Thursday, February 1, 2018

Thursday of the Fourth Week in Ordinary Time

(I Kings 2:1-4.10-12; Mark 6:7-13)

St. Dominic founded the Order of Preachers as a response to a missionary necessity.  Many people, especially in southern France, were attracted to Catharism, a sect that taught the dualism of matter and spirit.  What is spiritual, the Catharists believed, is necessarily good and what is material is evil.  Eating and drinking were a problem.  Even sex between married partners was to be avoided.  Truth and goodness were to be embraced.  For all the abuse that people make of material things we can see how Catharist ideas would have some common appeal. 

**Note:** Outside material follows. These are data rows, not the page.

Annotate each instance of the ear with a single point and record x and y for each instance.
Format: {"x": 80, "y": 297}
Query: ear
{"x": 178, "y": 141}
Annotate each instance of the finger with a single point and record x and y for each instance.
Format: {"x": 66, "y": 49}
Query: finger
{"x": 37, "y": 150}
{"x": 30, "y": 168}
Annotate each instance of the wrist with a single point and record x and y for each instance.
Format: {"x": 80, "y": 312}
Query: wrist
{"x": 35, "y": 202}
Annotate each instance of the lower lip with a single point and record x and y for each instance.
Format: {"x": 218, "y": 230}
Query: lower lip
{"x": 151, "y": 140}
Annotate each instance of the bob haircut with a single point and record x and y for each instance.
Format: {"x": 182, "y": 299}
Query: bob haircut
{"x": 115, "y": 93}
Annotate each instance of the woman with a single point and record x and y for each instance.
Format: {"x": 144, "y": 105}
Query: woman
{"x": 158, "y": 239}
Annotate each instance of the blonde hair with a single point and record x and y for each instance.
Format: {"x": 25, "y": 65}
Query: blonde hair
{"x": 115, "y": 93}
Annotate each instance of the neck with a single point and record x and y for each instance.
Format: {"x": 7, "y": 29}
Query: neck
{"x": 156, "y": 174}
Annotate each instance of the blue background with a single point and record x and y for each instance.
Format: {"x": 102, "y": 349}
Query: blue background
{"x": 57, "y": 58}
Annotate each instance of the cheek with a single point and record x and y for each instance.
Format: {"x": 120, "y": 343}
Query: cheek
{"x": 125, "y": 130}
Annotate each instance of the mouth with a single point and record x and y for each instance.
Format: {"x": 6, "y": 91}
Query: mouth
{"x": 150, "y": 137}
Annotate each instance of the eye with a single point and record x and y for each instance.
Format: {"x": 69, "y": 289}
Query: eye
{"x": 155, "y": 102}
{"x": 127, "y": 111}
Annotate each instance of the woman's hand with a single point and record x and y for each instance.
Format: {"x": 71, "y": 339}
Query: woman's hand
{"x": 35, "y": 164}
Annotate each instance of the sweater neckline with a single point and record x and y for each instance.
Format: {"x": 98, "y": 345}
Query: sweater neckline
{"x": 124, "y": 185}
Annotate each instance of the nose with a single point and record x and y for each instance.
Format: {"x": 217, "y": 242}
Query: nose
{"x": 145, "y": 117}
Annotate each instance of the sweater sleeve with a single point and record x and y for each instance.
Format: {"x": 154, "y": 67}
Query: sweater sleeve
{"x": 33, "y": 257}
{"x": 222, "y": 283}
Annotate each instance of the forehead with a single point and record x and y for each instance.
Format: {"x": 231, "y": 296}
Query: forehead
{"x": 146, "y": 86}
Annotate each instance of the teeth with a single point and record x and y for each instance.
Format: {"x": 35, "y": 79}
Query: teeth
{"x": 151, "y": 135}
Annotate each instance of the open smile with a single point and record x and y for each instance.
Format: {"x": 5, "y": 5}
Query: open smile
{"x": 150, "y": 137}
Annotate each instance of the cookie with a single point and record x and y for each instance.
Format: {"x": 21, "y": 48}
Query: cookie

Monks galloping on horses from well-endowed estates had little success in checking the Catharist distortion.  Their near betrayal of poverty seemed only to confirm what the dualists were teaching.  Dominic had a different tact in mind.  He would form a group of men who would beg for the food they ate.  They would go on foot – two by two -- to preach the gospel.  Actually much of Dominic’s program is based on today’s passage.  Jesus sends his disciples out with the same lack of resources – “no food, no sack, no money in their belts.”  However, they have spiritual power to cast out demons and to cure the sick.  Their effects, as we shall read in Saturday’s mass, are considerable. 


These stories challenge us to re-examine our lives.  They bid us to ask if our possessions might not send a counter-message to what we treasure most.  More than that, they urge us to reconsider our goals.  Do we just want to become wealthy?  Or do we find satisfaction in sharing the gospel?